Mais nous avons changé d’époque. C’est ce qu’explique avec talent le jeune essayiste Étienne-Alexandre Beauregard dans son premier essai, Le Schisme identitaire (Boréal). L’ouvrage propose une description passionnante du cheminement idéologique du Québec depuis 1995. Beauregard décrit le passage de l’effervescence nationaliste que fit naître la Révolution tranquille à l’idéologie « post-nationale » qui domine aujourd’hui. Il raconte le ralliement de la gauche, au nom du progressisme, à l’idéologie diversitaire et sa déclaration de guerre contre ce que Fernand Dumont appelait la « culture de convergence ».
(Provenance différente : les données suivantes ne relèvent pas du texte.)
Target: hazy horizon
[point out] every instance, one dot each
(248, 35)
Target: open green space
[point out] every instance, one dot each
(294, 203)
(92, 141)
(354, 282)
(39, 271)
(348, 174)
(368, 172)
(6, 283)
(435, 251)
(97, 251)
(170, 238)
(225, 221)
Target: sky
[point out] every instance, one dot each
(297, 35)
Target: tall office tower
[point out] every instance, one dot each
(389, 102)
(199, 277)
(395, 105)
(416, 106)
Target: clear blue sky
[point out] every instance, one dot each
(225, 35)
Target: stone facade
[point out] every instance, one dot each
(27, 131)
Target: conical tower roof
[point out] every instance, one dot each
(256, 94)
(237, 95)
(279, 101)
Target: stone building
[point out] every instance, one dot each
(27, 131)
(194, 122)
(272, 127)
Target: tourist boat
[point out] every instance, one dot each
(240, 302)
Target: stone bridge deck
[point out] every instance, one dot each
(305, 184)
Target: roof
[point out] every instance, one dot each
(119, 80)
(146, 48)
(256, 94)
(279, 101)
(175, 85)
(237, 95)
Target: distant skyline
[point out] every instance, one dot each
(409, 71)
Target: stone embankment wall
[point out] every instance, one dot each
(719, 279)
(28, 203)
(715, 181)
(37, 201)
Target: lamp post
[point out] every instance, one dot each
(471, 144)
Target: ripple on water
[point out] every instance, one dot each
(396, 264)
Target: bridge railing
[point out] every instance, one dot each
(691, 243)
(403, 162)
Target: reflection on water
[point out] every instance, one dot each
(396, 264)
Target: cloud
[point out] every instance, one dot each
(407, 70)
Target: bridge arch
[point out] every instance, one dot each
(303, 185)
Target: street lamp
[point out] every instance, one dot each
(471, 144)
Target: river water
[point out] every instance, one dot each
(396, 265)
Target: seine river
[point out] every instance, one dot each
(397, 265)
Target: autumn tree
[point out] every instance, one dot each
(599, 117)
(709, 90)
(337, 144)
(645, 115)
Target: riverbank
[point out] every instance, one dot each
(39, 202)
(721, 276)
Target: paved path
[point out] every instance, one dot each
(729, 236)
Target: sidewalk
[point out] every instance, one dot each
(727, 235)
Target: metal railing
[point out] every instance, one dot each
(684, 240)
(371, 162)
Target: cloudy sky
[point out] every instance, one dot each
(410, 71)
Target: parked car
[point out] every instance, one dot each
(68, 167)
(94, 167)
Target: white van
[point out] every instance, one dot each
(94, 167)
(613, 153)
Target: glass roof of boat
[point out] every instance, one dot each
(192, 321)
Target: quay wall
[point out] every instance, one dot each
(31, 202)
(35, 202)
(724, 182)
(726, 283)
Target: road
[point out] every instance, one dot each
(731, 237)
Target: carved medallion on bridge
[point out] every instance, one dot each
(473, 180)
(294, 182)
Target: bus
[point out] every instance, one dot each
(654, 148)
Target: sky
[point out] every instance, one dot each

Avant 1995, écrit Beauregard, le nationalisme des historiens Lionel Groulx et Maurice Séguin exerçait une telle hégémonie intellectuelle que même le Parti libéral de Robert Bourassa fut en quelque sorte obligé de se dire autonomiste. D’où la loi 22. À l’inverse, la nouvelle hégémonie diversitaire pousse aujourd’hui les nationalistes dans leurs retranchements, les forçant à donner des gages à la gauche multiculturaliste qui exerce le magistère moral dans les médias et les grandes institutions.


Dans ces débats comme celui qui s’achève sur le projet de loi 96, il arrive que les nationalistes québécois se sentent à ce point isolés qu’ils se croient hors du monde. Il est pourtant frappant de constater combien cette nouvelle guerre culturelle que décrit Beauregard n’est pas proprement québécoise. Elle est même la réplique, à notre échelle, d’un affrontement qui se déroule partout en Occident. Partout où l’idéologie de la mondialisation heureuse, qu’est au fond ce rêve post-national et diversitaire, se bute au retour des nations.


Il y a quelques années encore, on pouvait croire que ces dernières n’étaient destinées qu’à se fondre dans des ensembles plus grands et multiethniques. Des ensembles dont le Canada se prétend depuis toujours le prototype achevé. Ce n’est plus vraiment le cas, alors qu’à la faveur des ratés d’une mondialisation aujourd’hui en déclin, on assiste au réveil du sentiment national aussi bien en France et dans les anciens pays de l’Est qu’au Royaume-Uni et ailleurs en Occident. Sans parler de l’Ukraine.


Partout, les coups de boutoir contre l’identité nationale imposés par les élites multiculturalistes font réagir les peuples qui ne sont pas prêts à troquer leur langue, leur héritage et leurs mœurs pour un grand melting-pot informe et sans substance. Comme l’écrit Beauregard, cette guerre va s’intensifier, et l’on voit déjà les forces politiques qui prétendent s’en tenir à l’écart se faire balayer. C’est un peu ce qui arrive chez nous au Parti québécois et qui, dans un autre contexte, a décimé en France le Parti socialiste et Les Républicains.


Cette reconfiguration du combat politique prend des formes diverses, souvent déroutantes et parfois extrêmes. Mais les mêmes forces sont à l’œuvre, qui mettent en scène de vieilles nations qui ne veulent pas mourir et qui n’ont pas dit leur dernier mot.